Carpetbagger has an interesting post on right-wing outrage over a comment Obama made over the weekend. First, here's how Carpetbagger summarized the comment:
In New Hampshire over the weekend, Barack Obama told an audience that “we ended up launching a war that should have never been authorized and should have never been waged, and to which we now have spent $400 billion and have seen over 3,000 lives of the bravest young Americans wasted.”
The problem, of course, was the choice of the word "wasted." Michelle Malkin, among others, went bonkers, suggesting his remarks were “patronizing, infantilizing, and insulting” to our soldiers.
Obama has already walked back from the comment, and he did so in a fairly deft manner:
As he arrived in New Hampshire, Mr. Obama said he would “absolutely apologize” to military families if they were offended by a remark he made in Iowa while criticizing the Bush administration’s Iraq policy.

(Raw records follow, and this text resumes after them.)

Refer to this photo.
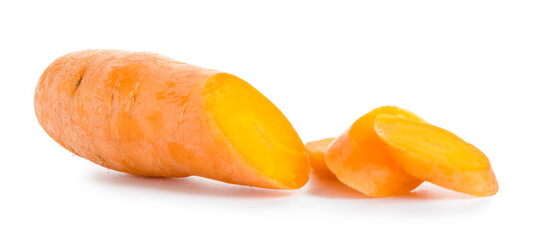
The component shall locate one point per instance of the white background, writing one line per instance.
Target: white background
(472, 67)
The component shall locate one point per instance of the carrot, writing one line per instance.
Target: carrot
(359, 158)
(436, 155)
(315, 151)
(148, 115)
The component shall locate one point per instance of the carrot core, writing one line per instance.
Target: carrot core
(257, 129)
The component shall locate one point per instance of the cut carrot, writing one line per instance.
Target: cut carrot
(315, 151)
(436, 155)
(359, 158)
(148, 115)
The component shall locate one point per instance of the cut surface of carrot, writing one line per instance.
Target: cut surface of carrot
(316, 153)
(257, 129)
(436, 155)
(359, 158)
(149, 115)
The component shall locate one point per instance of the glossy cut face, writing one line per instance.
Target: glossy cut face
(257, 129)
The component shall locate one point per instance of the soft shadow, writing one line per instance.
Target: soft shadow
(429, 191)
(190, 185)
(331, 188)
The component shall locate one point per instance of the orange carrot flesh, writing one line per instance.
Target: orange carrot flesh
(359, 158)
(149, 115)
(436, 155)
(315, 151)
(257, 129)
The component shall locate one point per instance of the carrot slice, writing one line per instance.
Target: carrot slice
(436, 155)
(359, 158)
(315, 151)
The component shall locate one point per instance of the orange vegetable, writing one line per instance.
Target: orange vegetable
(148, 115)
(359, 158)
(436, 155)
(315, 151)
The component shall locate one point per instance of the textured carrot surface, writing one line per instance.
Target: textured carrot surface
(315, 151)
(436, 155)
(359, 158)
(149, 115)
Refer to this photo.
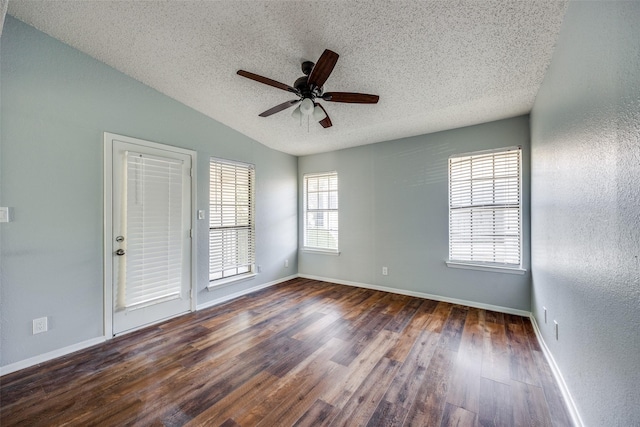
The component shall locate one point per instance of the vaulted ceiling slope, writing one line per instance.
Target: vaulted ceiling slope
(436, 65)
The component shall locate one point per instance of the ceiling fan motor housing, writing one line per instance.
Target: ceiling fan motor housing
(305, 90)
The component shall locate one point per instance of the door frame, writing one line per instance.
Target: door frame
(108, 221)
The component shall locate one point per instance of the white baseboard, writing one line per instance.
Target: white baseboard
(474, 304)
(571, 406)
(45, 357)
(244, 292)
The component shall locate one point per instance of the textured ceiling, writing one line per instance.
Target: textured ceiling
(435, 64)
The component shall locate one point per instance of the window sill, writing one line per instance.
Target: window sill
(485, 267)
(219, 283)
(321, 251)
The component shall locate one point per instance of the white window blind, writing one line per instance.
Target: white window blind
(321, 211)
(231, 223)
(152, 268)
(485, 224)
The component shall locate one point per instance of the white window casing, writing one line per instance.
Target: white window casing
(231, 221)
(320, 207)
(485, 210)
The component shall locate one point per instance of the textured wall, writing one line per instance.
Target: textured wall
(585, 209)
(394, 213)
(56, 104)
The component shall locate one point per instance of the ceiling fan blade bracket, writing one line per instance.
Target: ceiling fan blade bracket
(351, 97)
(279, 108)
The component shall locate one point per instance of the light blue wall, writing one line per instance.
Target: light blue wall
(56, 102)
(586, 209)
(394, 213)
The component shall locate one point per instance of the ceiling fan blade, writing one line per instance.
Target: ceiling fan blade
(323, 68)
(350, 97)
(326, 122)
(279, 108)
(266, 81)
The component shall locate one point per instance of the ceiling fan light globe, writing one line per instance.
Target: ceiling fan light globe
(306, 107)
(318, 114)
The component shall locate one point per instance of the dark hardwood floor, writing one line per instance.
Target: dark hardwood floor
(302, 353)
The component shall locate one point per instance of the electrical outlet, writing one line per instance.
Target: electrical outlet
(39, 325)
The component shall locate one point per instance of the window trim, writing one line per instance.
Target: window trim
(216, 283)
(316, 249)
(484, 265)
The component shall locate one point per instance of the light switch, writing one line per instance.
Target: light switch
(6, 214)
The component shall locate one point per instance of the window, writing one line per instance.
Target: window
(231, 223)
(321, 211)
(485, 203)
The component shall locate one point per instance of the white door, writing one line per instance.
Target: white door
(150, 234)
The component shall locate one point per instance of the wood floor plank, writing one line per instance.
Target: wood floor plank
(404, 388)
(320, 413)
(387, 415)
(455, 416)
(303, 352)
(496, 358)
(428, 406)
(529, 406)
(464, 387)
(495, 404)
(522, 366)
(556, 406)
(364, 401)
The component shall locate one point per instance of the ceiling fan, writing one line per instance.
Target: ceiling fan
(309, 89)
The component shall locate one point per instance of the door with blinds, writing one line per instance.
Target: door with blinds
(151, 233)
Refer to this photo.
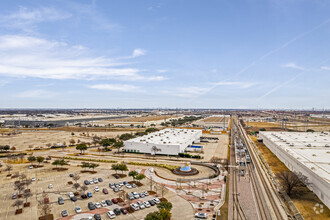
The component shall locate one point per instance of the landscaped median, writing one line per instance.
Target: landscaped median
(170, 167)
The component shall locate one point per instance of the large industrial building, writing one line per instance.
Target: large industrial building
(168, 141)
(305, 152)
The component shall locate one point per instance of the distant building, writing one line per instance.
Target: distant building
(169, 141)
(304, 152)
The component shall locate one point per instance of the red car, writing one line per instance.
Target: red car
(105, 191)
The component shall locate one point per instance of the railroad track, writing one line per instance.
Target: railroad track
(271, 197)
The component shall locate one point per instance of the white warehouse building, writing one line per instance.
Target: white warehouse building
(169, 141)
(305, 152)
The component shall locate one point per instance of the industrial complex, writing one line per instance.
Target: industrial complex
(168, 141)
(304, 152)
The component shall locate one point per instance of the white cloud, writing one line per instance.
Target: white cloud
(293, 66)
(138, 52)
(25, 56)
(116, 87)
(39, 93)
(25, 18)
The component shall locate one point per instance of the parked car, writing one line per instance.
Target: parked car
(201, 215)
(78, 209)
(64, 213)
(124, 211)
(135, 207)
(117, 211)
(111, 214)
(151, 202)
(146, 204)
(103, 204)
(97, 217)
(108, 201)
(97, 205)
(60, 201)
(140, 204)
(91, 206)
(156, 200)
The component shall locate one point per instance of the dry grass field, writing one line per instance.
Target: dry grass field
(303, 198)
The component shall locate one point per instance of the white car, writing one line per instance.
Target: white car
(78, 209)
(111, 214)
(103, 203)
(146, 204)
(97, 205)
(134, 206)
(201, 215)
(141, 205)
(71, 194)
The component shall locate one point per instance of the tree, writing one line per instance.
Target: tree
(72, 141)
(17, 203)
(133, 174)
(82, 147)
(8, 168)
(165, 205)
(291, 180)
(76, 177)
(76, 186)
(31, 159)
(118, 145)
(40, 159)
(140, 177)
(26, 194)
(115, 167)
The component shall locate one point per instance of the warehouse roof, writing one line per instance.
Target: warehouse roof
(169, 136)
(311, 149)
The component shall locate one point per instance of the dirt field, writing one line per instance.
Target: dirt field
(304, 199)
(40, 138)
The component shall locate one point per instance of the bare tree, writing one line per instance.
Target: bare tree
(8, 168)
(17, 203)
(291, 180)
(76, 177)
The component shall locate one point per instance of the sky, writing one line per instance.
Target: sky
(271, 54)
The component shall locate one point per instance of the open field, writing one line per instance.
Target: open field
(303, 198)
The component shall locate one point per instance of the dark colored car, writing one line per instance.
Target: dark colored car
(152, 203)
(105, 191)
(64, 213)
(97, 217)
(60, 201)
(91, 206)
(124, 211)
(116, 211)
(108, 202)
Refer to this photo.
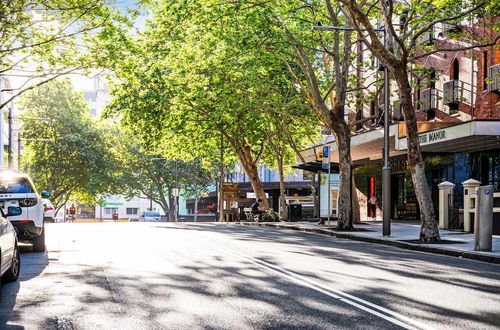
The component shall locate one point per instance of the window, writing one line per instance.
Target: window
(485, 70)
(132, 210)
(110, 210)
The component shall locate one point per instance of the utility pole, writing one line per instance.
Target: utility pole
(19, 151)
(221, 179)
(11, 136)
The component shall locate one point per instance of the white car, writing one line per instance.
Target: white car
(17, 190)
(10, 259)
(49, 212)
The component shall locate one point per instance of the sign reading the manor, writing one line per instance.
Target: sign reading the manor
(432, 136)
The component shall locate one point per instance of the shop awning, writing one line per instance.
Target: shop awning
(475, 135)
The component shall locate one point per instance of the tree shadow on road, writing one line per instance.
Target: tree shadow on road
(407, 266)
(32, 264)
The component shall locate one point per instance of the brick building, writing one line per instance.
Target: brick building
(457, 105)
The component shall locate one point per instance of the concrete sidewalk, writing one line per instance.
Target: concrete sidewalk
(403, 235)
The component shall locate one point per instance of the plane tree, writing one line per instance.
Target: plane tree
(43, 40)
(78, 161)
(406, 26)
(210, 73)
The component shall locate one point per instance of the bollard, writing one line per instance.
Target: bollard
(483, 219)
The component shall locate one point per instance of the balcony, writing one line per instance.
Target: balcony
(451, 92)
(494, 79)
(428, 99)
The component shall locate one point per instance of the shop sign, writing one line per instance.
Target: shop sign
(432, 136)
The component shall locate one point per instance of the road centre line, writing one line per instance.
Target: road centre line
(395, 318)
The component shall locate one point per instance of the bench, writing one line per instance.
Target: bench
(249, 216)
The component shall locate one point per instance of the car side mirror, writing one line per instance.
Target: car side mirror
(14, 210)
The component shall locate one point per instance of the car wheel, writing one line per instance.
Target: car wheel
(13, 273)
(39, 242)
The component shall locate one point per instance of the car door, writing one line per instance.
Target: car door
(6, 245)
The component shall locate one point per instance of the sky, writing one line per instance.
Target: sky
(83, 83)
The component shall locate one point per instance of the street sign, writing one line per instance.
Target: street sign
(326, 158)
(325, 131)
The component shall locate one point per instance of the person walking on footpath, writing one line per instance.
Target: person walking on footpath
(256, 209)
(372, 204)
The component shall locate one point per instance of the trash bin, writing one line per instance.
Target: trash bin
(295, 212)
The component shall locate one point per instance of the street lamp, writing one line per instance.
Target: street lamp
(386, 170)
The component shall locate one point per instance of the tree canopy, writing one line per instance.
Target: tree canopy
(79, 160)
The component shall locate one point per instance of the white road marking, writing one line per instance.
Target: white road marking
(395, 318)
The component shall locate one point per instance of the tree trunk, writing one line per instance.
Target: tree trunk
(250, 167)
(356, 213)
(196, 208)
(284, 210)
(171, 203)
(429, 231)
(343, 138)
(314, 191)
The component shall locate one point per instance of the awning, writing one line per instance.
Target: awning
(316, 166)
(471, 136)
(475, 135)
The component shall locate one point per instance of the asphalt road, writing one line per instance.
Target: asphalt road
(206, 276)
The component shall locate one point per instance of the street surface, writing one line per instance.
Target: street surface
(216, 276)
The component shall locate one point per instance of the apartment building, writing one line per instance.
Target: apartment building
(457, 105)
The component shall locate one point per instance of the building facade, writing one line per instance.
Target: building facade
(457, 105)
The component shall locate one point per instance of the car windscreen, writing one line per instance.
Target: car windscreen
(15, 186)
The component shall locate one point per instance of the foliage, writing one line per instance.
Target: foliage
(41, 40)
(224, 75)
(78, 161)
(144, 172)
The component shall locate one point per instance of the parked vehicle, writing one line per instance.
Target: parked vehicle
(49, 212)
(150, 216)
(10, 259)
(17, 190)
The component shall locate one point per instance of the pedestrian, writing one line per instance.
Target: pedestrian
(372, 206)
(256, 209)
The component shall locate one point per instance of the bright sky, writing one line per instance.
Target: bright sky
(81, 82)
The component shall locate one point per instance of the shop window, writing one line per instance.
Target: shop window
(132, 211)
(110, 210)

“What I would say — and meant to say — is that their service hasn’t been honored,” Mr. Obama told reporters in Nashua, N.H., “because our civilian strategy has not honored their courage and bravery, and we have put them in a situation in which it is hard for them to succeed.”[....]“Even as I said it,” Mr. Obama said Monday, “I realized I had misspoken.”
My guess is that this will most likely put an end to this pseudo-controversy. Even so, I want to take a look at Malkin's words for a moment. Apparently it is somehow "patronizing, infantilizing, and insulting" to suggest that lives can be wasted in war. Her choice of the word "infantilizing" here is interesting, because it seems to me that this is an incredibly childish view of how war actually works.
Two of the most common aphorisms about war have to do with war being "hell" and battles being conducted in a "fog." Implicit in both is the idea that in war, everything that can go wrong will. In WWII, for example, mistakes were so common that our GI's came up with a term for it - snafu: "Situation normal, all fucked up."
In war, mistakes don't just happen, they happen all the time. And by definition, that means that not only are lives often ended in ways that didn't allow them to be put to their best possible use, they at times end without being put to any good use at all.
Unless you are willing to believe it possible to fight a war without ever making any mistakes, it is impossible to believe that war can be fought without wasting human life. And more to the point, unless you are willing to believe that this war has been fought without any mistakes, a claim even Michelle Malkin wouldn't make, it is impossible to claim that no lives have been wasted.
Now add to the the fact that Obama has clearly stated in the past that this entire war was a tragic mistake, and you'll begin to see why he chose the words he chose.
All that said, from a purely pragmatic standpoint, I think Obama was right to walk back his comments. In a purely political context, there are much better ways to say what he said, formulations that will both keep the meaning intact and limit the ability of disingenuous pundits and opponents to launch attacks. In politics, what you say matters as much as how you say it, and its good to see that Obama clearly gets that.
My only question is this: If he realized he had misspoken even as he was finishing his sentence, why didn't he correct himself? And if he had, would that have made things better or worse? I don't have an answer, but it is definitely something to think about as the campaign rolls forward.